Der 1938 entworfene "Hardoy Chair" wurde in Deutschland von der Firma Mauser als "Schmetterling" vertrieben. Ende der 1950er und in den 1960er Jahren ist der Schmetterlingssessel auf den Abbildungen vieler Einrichtungsratgeber als fester Bestandteil modernen Wohnens zu entdecken. Als Spielzeug der Firma Bodo Hennig war das alternativ auch Fledermaussessel genannte Sitzmöbel ab den frühen 1960er Jahren auch in Puppenstuben zu finden."
"Bizarre Sitzmöbel mit heiterer Bespannung verbreiten eine Atmosphäre stilvoller Behaglichkeit", Witzzeichnung (1955)

Selbstgebaute Stahlrohr-Sitzmöbel im Puppenhausformat und eine Witzzeichnung aus der Zeitschrift „Das Haus“ (1955): „Bitte, machen Sie’s sich bequem!“

Vorbild: Mauser Clubsessel Stahlrohrsessel Freischwinger
Vorbild: "Egg Chair" von Arne Jacobsen
"Moderne Puppenmöbel, elegante Clubgarnitur, Couch und Sessel sind mit abwaschbaren Plastikstoffen bezogen. Die Gestänge sind bei allen Möbeln aus Dural, also nicht rostend. Stabile Ausführung. Hersteller: Wilhelm Hergenröther, Nürnberg." (Aus "Das Spielzeug", 1952) - Maße: Tischhöhe 7,5 cm, Durchmesser der Tischplatte 14,5 cm
60/70er Jahre Sessel mit Drehkreuzgestell
Kunstledersessel mit Drehkreuz-Gestell – im Puppenhausformat komplett aus Plastik und knapp 6 cm hoch. Hersteller: Crailsheimer Spielwarenfabrik, 60er Jahre 

Puppenhaus "Kathrin"

An "Haus Kathrin" , DDR, VEB Holzspielwarenfabrik Grünhainichen, produziert ab ca. 1962, habe ich mich auch nach vielen Jahren noch nicht sattgesehen. Es gehört sicherlich zu den interessantesten und gelungensten Nachkriegspuppenhäusern überhaupt und vereint eine Vielzahl von Stilelementen der 50er und 60er Jahre. Maße ca. 73 x 62 x 47 cm.  
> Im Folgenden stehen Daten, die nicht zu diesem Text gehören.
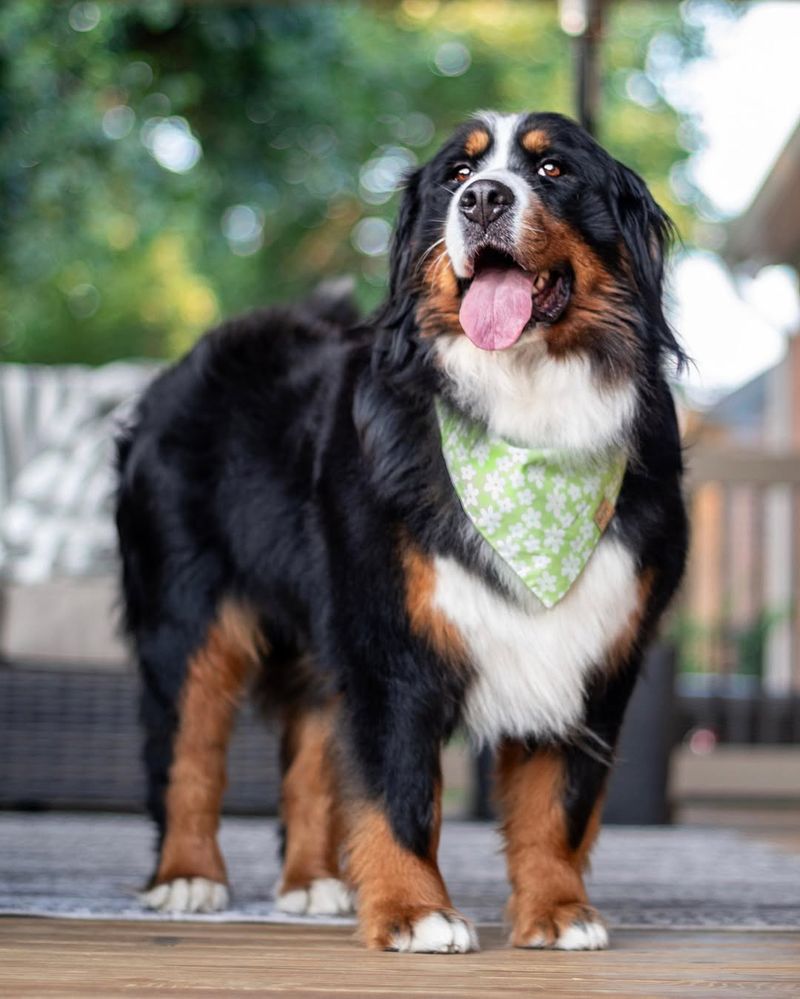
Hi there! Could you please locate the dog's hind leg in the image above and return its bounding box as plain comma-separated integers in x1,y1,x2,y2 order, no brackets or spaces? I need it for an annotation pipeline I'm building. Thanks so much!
277,702,353,915
142,603,260,912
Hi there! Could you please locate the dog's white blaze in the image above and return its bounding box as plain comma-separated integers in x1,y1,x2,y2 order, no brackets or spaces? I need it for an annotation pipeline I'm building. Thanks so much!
445,112,532,278
435,336,637,452
477,111,521,173
434,537,637,743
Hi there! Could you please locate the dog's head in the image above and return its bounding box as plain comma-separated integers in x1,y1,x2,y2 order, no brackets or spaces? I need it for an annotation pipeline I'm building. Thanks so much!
390,113,680,374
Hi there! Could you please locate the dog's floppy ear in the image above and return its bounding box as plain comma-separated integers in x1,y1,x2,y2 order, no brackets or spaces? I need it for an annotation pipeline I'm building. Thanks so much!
611,163,686,367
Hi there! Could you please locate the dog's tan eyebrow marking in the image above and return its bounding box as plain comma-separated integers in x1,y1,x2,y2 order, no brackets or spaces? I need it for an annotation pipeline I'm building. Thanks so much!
520,128,550,153
464,128,491,158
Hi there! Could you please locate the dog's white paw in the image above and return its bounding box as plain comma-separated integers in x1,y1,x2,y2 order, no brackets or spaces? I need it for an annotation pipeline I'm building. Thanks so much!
275,878,354,916
519,919,608,950
554,920,608,950
386,912,480,954
139,878,229,913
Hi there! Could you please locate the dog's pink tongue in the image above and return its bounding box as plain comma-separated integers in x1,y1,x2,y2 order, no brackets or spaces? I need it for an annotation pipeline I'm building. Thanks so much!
458,267,533,350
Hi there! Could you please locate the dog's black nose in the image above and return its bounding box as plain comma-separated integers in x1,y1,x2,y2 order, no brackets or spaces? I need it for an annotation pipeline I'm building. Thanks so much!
458,180,514,229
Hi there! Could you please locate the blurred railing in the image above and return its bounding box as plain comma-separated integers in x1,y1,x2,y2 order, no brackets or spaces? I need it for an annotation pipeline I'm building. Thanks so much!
674,447,800,742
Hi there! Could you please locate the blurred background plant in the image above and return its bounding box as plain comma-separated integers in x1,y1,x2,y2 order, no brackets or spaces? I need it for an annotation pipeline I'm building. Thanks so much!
0,0,712,364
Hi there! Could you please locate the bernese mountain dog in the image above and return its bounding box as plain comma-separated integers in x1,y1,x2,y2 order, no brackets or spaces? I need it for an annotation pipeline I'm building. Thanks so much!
118,113,687,953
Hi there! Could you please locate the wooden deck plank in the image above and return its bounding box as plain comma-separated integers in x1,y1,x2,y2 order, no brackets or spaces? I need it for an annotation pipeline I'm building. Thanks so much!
0,918,800,999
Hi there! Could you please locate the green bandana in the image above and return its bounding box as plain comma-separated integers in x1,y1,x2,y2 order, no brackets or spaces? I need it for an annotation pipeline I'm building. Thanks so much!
436,402,626,608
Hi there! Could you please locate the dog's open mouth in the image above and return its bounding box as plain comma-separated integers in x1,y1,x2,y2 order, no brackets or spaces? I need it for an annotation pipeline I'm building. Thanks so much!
459,249,572,350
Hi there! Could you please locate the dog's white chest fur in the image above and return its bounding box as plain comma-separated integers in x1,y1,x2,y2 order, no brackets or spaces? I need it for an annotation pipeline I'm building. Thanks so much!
434,537,637,743
434,336,638,742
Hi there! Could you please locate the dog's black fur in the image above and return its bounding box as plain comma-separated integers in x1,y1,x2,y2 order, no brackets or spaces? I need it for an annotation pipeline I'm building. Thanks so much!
118,115,686,952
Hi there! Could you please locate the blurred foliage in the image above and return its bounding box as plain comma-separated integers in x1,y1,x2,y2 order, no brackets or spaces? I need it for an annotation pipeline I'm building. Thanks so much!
0,0,702,363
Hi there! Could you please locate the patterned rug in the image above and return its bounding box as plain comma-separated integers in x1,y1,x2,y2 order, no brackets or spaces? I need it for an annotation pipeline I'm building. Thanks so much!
0,812,800,929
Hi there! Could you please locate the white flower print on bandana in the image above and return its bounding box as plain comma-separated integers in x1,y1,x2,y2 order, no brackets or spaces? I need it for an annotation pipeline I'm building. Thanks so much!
436,400,626,608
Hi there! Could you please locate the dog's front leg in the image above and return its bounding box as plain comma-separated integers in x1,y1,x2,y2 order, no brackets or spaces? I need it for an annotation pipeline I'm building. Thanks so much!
497,741,608,950
348,690,478,954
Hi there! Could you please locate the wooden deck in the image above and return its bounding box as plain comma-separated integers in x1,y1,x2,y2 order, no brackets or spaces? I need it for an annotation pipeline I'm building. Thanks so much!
0,919,800,999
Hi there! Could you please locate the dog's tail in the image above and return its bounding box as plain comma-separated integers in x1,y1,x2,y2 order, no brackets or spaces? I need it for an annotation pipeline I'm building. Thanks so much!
303,274,361,332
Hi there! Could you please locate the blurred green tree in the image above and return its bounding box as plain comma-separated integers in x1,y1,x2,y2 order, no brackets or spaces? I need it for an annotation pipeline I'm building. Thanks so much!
0,0,699,363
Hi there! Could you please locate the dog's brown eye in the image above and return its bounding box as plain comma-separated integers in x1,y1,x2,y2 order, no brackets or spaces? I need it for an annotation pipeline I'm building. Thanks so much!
538,160,561,177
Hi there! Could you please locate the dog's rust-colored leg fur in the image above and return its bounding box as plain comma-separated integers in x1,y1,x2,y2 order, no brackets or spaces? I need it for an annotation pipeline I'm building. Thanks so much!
497,742,602,947
280,705,342,894
153,604,259,885
348,790,458,950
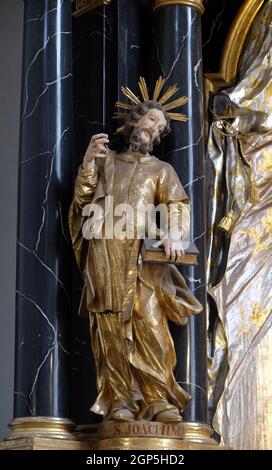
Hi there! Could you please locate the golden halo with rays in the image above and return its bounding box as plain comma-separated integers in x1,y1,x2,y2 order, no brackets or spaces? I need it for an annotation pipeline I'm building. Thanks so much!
113,77,189,133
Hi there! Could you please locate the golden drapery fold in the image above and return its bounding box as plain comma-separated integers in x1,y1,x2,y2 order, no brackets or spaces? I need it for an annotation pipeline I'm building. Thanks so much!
69,153,202,419
208,1,272,449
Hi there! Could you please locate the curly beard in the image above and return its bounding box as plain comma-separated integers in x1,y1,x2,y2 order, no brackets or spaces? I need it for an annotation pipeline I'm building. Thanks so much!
129,127,161,155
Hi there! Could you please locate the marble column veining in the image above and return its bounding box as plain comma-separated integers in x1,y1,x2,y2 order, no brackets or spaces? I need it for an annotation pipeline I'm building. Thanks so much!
14,0,72,418
154,4,207,423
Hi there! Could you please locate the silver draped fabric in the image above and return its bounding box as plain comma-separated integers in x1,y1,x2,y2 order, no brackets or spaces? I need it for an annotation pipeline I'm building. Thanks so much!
208,1,272,449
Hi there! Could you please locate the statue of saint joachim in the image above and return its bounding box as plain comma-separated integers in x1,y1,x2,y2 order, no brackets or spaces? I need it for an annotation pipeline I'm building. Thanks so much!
69,78,202,423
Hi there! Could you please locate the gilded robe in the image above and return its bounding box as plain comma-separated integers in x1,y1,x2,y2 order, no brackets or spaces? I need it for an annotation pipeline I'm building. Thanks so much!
69,152,202,419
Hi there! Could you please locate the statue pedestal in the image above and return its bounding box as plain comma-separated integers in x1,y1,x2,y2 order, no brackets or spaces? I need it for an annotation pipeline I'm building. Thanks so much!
0,417,223,451
90,421,222,450
0,436,92,451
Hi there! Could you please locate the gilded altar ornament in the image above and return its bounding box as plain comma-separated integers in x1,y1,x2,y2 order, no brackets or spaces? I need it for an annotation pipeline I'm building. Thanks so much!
153,0,205,13
69,77,202,424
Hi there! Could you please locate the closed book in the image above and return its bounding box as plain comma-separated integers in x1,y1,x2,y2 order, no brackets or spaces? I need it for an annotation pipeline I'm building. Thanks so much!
141,238,199,265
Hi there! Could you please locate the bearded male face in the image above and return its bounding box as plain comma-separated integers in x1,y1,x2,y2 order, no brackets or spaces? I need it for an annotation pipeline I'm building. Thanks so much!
125,102,170,155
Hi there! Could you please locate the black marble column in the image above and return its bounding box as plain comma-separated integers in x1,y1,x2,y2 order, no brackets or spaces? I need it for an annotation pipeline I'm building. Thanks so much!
154,2,207,423
14,0,72,418
72,0,151,424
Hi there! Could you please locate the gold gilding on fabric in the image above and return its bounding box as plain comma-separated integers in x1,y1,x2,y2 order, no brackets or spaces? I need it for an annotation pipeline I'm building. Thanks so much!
69,151,202,420
153,0,205,13
204,0,264,96
208,2,272,450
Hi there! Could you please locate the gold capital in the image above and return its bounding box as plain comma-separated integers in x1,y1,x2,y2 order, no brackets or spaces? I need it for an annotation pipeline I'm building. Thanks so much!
153,0,205,13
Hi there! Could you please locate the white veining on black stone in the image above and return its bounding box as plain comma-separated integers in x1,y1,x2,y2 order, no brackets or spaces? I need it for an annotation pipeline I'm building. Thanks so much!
19,150,52,165
186,276,201,284
21,31,71,120
35,126,70,251
194,59,203,98
25,0,64,23
17,240,70,304
202,5,225,47
155,13,198,81
14,391,35,416
24,72,73,119
59,201,70,245
16,290,57,398
178,381,208,397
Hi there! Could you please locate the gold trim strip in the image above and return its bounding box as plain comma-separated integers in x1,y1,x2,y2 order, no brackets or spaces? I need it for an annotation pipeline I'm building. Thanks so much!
153,0,205,13
9,416,76,439
72,0,111,17
182,422,218,446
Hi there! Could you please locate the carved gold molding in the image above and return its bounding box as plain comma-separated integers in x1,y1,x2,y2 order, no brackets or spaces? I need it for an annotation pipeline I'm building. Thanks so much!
72,0,111,16
153,0,205,13
8,416,75,440
205,0,265,92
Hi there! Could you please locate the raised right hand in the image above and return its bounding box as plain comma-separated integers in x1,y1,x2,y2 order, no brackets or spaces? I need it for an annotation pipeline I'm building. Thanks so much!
82,134,109,170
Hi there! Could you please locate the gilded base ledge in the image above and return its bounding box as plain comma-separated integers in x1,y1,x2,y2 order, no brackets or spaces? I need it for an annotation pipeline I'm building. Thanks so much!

„Auch Peter hat Anteil am Puppenhaus „Kathrin“, denn die Garage ist sein Bereich. Mädel und Jungen spielen gemeinsam mit diesem stabilen Puppenhaus, das von allen vier Seiten, ja mit jedem Fleckchen Spielmöglichkeiten bietet. Garage mit Klapptor, Dachgarten mit Sonnendach, Balkon, Freitreppe, Doppeltüren, Gartenleuchte und Hauseingang – an alles ist gedacht, was moderne Wohnkultur und zeitgemäßes Spielen einschließt.“

Puppenhaus mal anders… Im Rahmen einer Fotostrecke zum Thema „Schmuck“ im renommierten Süddeutsche Zeitung Magazin kam auch mein „Haus Kathrin“ zum Einsatz. Die gesamte Fotostrecke ist in der Ausgabe Nummer 13 / 28.März 2013 und online HIER zu sehen.

Bei dem seit 1973 von der Körber-Stiftung durchgeführten „Geschichtswettbewerb des Bundespräsidenten“ handelt es sich um den größten historischen Forschungswettbewerb für junge Menschen in Deutschland. Ich freue mich sehr, dass im begleitenden Printmagazin des Jahres 2022 zum Thema: „spurensuchen – Mehr als ein Dach über dem Kopf. Wohnen hat Geschichte“ ein Foto meines „Haus Kathrin“ Verwendung fand. – Passt!